¿Por qué se amotinan las naciones y los pueblos planean un fracaso?
Se rebelan los reyes de la tierra, y, unidos, los príncipes conspiran contra el Señor y contra su Mesías: "Rompamos sus cadenas, sacudamos de su yugo". El que habita en el cielo sonríe; el Señor se burla de ellos. Luego les habla enfurecido, los confunde con su cólera: "Yo ya he entronizado a mi Rey en Sión, mi monte santo". ¡Voy a proclamar el decreto del Señor!
Él me ha dicho: "Tú eres mi hijo, yo te he engendrado hoy. Pídemelo, y te daré en herencia las naciones, en propiedad, los confines de la tierra. Los gobernarás con cetro de hierro, los quebrarás como vasos de alfarero".
¡Y ahora, reyes, sed sensatos! dejaos corregir, jueces de la tierra. Servid al Señor con temor, rendidle homenaje temblando, para que no se irrite, y perezcáis en el camino, pues su cólera se inflama en un instante. ¡Dichosos los que en él buscan refugio!
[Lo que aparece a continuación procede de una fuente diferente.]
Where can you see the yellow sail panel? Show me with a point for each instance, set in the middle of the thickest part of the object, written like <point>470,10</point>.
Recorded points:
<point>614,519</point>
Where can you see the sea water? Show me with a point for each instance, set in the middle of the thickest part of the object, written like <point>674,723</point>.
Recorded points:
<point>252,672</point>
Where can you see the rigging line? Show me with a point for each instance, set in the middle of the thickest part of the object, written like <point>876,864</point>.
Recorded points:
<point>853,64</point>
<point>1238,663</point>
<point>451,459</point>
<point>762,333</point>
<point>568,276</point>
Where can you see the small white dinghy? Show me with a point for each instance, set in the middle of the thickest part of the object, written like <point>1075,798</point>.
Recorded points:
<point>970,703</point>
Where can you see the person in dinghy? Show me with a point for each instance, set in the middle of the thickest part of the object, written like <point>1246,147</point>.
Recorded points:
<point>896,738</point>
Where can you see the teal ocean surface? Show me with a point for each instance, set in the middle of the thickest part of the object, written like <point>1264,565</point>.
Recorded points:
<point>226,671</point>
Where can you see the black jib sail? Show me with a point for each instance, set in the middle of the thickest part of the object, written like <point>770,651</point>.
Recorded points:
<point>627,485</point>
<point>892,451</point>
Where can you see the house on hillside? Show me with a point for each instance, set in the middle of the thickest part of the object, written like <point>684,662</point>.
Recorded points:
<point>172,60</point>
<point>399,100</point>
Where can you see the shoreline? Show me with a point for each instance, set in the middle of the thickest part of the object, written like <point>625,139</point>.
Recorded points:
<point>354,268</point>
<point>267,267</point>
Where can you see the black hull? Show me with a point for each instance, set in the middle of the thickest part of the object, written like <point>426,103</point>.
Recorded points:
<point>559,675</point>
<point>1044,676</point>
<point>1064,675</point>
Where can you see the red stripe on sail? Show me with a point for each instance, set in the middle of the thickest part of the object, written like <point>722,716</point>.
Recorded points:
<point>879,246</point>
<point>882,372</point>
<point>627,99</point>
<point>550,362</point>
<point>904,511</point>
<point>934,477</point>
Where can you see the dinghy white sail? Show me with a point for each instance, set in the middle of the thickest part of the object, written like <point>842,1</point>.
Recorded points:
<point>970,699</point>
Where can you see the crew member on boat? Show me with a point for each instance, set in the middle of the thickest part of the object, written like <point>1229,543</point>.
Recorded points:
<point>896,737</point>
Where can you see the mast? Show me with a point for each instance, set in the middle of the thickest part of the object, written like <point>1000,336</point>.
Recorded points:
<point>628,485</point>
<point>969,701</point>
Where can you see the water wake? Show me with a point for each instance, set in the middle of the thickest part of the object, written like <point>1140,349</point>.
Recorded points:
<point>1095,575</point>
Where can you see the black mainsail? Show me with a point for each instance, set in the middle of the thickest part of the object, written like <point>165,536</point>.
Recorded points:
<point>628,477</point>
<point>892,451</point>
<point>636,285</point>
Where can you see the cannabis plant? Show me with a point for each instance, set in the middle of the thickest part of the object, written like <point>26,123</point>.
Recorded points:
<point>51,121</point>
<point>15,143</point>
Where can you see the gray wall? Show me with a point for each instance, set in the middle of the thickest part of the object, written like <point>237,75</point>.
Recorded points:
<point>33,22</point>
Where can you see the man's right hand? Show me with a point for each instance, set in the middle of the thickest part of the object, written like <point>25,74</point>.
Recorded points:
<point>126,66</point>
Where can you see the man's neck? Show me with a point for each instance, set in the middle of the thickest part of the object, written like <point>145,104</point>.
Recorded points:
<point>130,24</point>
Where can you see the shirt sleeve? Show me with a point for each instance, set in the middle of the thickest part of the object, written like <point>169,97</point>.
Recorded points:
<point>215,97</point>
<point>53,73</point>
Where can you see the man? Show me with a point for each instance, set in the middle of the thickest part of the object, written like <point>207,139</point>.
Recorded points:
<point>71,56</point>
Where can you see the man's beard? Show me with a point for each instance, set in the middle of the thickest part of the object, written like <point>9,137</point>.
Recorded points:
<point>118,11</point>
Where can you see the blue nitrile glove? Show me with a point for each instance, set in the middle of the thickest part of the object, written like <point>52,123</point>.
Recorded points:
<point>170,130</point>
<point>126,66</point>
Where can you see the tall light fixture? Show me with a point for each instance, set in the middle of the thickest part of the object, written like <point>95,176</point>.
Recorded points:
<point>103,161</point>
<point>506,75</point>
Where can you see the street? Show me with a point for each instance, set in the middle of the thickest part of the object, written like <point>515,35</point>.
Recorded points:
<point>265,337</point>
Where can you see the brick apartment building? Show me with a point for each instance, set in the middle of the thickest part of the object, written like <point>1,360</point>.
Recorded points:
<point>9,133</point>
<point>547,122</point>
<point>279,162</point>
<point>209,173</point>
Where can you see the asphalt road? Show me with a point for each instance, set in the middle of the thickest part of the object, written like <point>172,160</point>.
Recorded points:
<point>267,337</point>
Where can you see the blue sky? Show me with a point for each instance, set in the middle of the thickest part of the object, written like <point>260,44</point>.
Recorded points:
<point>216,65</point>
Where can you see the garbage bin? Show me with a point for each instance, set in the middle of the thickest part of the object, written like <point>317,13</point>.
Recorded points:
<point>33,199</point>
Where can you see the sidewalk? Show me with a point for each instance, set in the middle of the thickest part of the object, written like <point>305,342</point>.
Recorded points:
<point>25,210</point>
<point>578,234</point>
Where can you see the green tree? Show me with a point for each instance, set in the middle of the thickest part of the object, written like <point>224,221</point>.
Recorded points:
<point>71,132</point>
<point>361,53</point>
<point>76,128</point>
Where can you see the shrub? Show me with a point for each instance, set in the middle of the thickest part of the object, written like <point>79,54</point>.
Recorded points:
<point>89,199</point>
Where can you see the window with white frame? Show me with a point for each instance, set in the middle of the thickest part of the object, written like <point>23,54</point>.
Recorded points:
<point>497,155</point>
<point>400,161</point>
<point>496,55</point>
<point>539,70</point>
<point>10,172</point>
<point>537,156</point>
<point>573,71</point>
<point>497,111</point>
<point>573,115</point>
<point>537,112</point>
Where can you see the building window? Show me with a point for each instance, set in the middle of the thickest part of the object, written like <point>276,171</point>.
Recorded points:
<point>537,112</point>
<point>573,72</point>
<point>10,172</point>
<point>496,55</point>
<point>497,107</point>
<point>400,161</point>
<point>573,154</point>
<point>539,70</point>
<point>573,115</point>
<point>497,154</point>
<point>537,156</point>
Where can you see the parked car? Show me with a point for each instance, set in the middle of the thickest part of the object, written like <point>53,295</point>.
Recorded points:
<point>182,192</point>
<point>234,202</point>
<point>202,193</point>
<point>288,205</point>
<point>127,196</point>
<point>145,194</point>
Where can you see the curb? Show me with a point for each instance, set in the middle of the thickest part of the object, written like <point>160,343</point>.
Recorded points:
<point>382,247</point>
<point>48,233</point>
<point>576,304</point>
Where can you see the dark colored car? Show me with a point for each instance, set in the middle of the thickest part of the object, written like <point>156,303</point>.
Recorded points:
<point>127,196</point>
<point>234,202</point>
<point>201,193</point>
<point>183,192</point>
REFLEXIONES DEL PADRE ANTONIO PAVÍA (extractadas de su libro "En el Espíritu de los Salmos" y publicadas con autorización expresa de la Editorial San Pablo) Drama del Mesías y fidelidad La conspiración de la que habla este Salmo es una conspiración para apartar a Dios de la Humanidad. Sin embargo a la humanidad le pasa lo que le ocurrió al pueblo judío que a pesar de haber sido liberado por Dios de su esclavitud en Egipto, al llegar a la tierra prometida, se va olvidando de Él y cambia el yugo de la presencia de Dios, por el yugo de los dioses visibles, es decir, de los ídolos que terminaron por conducirle al destierro. Pero Jesucristo viene con el yugo de Dios Padre, un yugo del que dice que «es suave y que su carga es ligera». Hasta tal punto es suave y ligero este yugo, que Jesús podrá decir «el Padre y yo somos uno». Entre el Padre y el Hijo existe una misma voluntad, un mismo amor, un mismo deseo… en definitiva, una misma Palabra. Gritará el Salmo: «Servid al Señor con temor, rendidle homenaje temblando».
En la espiritualidad cristiana, estar en contacto con el Evangelio, escucharlo, apasionarse por él, es estar en presencia de Dios, y, al mismo tiempo, con el temblor filial y confiado de quien está ante el mismo Dios: tal cual es, sin velos ni símbolos. Porque toda la plenitud de Dios está en la infinitud del Evangelio. Fruto de esta espiritualidad, el cristiano es aquel que lleva «sus pies calzados por el celo de anunciarlo» (Ef 6,15); pies que le permiten caminar sin desviaciones hacia Dios.